Lehi was described as a terrorist organization by the British authorities and United Nations mediator Ralph Bunche.

Jewish public opinion
During the conflict between Arabs and Jews in Palestine before the war, the criterion of "Purity of arms" was used to distinguish between the respective attitudes of the Irgun and Haganah towards Arabs, with the latter priding itself on its adherence to principle. The Jewish society in the British Mandate Palestine generally disapproved and denounced violent attacks both on grounds of moral rejection and political disagreement, stressing that terrorism is counter-productive in the Zionist quest for Jewish self-determination. Generally speaking, this precept requires that "weapons remain pure [and that] they are employed only in self-defence and [never] against innocent civilians and defenceless people". But if it "remained a central value in education" it was "rather vague and intentionally blurred" at the practical level.

In 1946, at a meeting held between the heads of the Haganah, David Ben-Gurion predicted a confrontation between the Arabs of Palestine and the Arab states.
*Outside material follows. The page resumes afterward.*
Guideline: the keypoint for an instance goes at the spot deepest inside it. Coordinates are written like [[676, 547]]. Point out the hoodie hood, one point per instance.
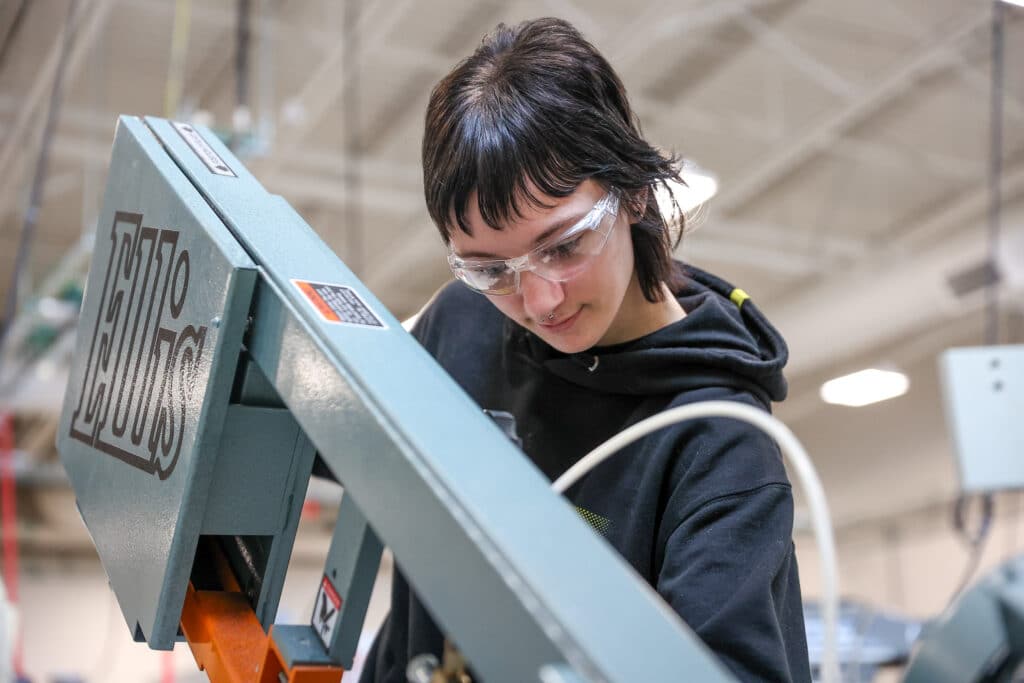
[[724, 340]]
Concerning the "principle of purity of arms", he stressed that: "The end does not justify all means. Our war is based on moral grounds" and during the 1948 War, the Mapam, the political party affiliated to Palmach, asked "a strict observance of the Jewish Purity of arms to secure the moral character of [the] war". When he was later criticized by Mapam members for his attitude concerning the Arab refugee problem, Ben-Gurion reminded them of the Palestinian expulsion from Lydda and Ramle and the fact Palmah officers had been responsible for the "outrage that had encouraged the Arabs' flight made the party uncomfortable."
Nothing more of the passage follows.